A study of hundreds of leisure facilities by Bonasystems, provider of specialist floor care products and services, has revealed that four-fifths (79%) of 'wet leisure' floor surfaces were not up to HSE standards used to prevent slips and trips. This leaves their owners risking fines of up to 100% of annual profits for health and safety breaches, not to mention claim costs of tens of thousands of pounds.
Bonasystems tested 379 floors alongside swimming pools, in showers, and in changing rooms over the last two years. It used the pendulum test, the method used by HSE in prosecution cases, which is designed to replicate a pedestrian heel strike at the point when most slips occur. Testing took place in various types of leisure facility, including those owned and outsourced by local authorities, privately owned leisure centres, Sporta trust facilities, and hotels.
Despite the fact that slips and trips are a major cause of accidents in the leisure sector, the results reveal a worrying lack of compliance. HSE guidance says that in foreseeably wet environments a wet pendulum test value (PTV) of 36 or above is required (this reduces the slip risk to 1 in 1 million versus a risk of 1 in 20 if there is a wet PTV of 24). When Bonasystems carried out the pendulum test in wet conditions, 79% of floors did not achieve 36 PTV.
The study also revealed that floor specification is not the major cause of non-compliance - in fact poor maintenance is the biggest problem. Bonasystems' testers found that once the floors were cleaned correctly, 75% would (in wet conditions) achieve 36 PTV or above. It concludes that nearly 75% of floors are fit for purpose, but will only meet HSE standards if they are maintained properly.
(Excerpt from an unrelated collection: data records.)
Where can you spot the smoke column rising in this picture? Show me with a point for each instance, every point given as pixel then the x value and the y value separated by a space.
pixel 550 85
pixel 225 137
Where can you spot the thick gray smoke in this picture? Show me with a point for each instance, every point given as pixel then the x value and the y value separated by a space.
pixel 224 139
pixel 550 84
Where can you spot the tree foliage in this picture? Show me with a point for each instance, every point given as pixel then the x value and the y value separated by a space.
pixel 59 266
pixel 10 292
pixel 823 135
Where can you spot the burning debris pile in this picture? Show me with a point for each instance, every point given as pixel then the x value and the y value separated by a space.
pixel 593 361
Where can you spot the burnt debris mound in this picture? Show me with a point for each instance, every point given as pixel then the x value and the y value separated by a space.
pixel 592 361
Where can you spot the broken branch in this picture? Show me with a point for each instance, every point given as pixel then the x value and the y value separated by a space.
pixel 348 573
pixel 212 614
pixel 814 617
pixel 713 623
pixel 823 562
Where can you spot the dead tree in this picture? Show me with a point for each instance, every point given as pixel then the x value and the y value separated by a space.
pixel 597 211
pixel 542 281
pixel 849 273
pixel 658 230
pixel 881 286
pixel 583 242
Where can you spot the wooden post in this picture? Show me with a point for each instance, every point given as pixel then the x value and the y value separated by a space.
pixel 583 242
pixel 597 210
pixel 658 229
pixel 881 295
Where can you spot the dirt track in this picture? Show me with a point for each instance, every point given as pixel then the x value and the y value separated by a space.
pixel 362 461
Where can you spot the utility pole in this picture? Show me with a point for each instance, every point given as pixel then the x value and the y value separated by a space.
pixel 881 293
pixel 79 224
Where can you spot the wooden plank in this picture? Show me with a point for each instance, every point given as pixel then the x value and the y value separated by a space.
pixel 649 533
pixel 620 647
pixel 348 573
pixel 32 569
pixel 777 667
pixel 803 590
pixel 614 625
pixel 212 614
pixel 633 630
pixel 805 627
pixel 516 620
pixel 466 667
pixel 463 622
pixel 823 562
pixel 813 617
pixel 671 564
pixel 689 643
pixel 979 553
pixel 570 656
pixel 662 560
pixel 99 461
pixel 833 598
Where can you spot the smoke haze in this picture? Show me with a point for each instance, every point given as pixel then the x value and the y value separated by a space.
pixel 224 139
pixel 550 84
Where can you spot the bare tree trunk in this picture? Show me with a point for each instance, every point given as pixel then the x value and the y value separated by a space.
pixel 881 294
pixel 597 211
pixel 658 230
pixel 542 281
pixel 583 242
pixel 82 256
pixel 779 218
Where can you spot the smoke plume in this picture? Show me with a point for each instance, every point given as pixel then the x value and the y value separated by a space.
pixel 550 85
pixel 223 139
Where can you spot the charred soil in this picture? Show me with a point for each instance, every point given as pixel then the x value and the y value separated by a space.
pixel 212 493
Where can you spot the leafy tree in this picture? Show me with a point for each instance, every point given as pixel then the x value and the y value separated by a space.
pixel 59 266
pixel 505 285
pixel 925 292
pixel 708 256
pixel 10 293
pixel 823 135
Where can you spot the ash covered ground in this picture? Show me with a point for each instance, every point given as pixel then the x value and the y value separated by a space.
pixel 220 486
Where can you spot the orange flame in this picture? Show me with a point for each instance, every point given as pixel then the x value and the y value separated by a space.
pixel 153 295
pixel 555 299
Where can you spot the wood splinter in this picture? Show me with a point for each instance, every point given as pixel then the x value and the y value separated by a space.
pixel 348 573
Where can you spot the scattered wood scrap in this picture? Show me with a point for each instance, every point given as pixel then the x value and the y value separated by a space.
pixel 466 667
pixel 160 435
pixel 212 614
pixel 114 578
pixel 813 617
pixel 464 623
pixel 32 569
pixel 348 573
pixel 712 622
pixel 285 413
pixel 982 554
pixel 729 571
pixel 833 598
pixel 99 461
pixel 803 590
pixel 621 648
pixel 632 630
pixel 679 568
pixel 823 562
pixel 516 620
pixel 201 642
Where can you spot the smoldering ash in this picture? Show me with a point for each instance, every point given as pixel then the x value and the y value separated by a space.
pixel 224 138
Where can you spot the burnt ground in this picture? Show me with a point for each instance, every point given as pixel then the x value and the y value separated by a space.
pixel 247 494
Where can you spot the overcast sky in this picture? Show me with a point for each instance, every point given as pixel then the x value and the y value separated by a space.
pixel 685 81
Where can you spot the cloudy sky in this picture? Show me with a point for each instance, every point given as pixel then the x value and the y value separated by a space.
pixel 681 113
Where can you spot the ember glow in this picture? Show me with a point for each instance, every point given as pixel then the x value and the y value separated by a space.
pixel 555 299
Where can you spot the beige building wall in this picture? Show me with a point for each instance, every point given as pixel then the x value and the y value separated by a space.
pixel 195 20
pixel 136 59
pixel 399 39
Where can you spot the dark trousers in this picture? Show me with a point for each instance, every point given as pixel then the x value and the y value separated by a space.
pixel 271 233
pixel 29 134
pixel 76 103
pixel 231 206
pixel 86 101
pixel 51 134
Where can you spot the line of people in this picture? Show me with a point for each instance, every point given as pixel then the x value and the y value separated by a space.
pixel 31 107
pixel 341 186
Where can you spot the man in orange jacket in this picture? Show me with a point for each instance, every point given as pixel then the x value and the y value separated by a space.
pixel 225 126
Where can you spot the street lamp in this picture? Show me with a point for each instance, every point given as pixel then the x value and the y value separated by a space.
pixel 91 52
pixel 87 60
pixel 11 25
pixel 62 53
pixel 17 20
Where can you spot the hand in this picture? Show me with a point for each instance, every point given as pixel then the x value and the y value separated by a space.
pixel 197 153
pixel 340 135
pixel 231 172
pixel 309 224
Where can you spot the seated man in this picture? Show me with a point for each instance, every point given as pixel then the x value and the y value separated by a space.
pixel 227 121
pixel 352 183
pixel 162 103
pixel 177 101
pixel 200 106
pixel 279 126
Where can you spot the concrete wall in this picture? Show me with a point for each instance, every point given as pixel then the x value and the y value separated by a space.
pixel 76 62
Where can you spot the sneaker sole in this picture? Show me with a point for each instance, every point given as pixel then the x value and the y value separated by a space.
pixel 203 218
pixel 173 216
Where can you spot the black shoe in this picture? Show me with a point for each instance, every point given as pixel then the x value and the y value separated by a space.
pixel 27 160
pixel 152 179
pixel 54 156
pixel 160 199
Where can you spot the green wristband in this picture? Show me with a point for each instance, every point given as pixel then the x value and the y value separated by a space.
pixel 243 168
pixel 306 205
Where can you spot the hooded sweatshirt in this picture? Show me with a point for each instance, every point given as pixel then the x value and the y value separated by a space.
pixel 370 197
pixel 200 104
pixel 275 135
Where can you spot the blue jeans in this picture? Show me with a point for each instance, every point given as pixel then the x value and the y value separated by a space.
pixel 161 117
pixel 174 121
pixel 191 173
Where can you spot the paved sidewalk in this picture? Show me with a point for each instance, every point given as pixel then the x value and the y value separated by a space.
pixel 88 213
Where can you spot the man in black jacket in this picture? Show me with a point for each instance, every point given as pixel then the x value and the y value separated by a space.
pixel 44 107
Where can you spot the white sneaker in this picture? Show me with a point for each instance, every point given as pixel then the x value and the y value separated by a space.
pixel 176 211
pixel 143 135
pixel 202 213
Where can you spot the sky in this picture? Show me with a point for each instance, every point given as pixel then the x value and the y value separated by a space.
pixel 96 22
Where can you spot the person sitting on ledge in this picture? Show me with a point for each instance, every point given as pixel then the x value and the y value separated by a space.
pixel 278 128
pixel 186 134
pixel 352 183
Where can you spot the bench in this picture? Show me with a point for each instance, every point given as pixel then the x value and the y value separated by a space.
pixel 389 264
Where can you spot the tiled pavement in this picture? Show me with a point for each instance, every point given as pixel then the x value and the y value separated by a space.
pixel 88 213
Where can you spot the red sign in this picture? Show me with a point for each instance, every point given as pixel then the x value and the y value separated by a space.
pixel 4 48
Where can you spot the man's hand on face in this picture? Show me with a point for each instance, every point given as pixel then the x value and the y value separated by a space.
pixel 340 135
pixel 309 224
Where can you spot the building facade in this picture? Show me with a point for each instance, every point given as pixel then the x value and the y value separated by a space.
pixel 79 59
Christian Harris, commercial director of Bonasystems, said: “This is a very serious issue for leisure centre and hotel operators. Whilst the average cost of a slip and trip claim is some £14,000, in reality we can expect the overall cost to be much higher on account of recent changes to the sentencing guidelines on fines for health and safety breaches. In the worst case scenario, these allow for fines of up to 100% of a company's annual profits, not to mention the personal cost to the claimant and the reputational damage involved. The irony is that whilst companies often think they are saving money on their cleaning and maintenance costs, they are actually storing up worse trouble for themselves ahead. If the UK's 4000 leisure centres invested up to an extra £50 each per month on proper cleaning regimes, they stand a far better chance of avoiding a claim which could run into hundreds of thousands of pounds.”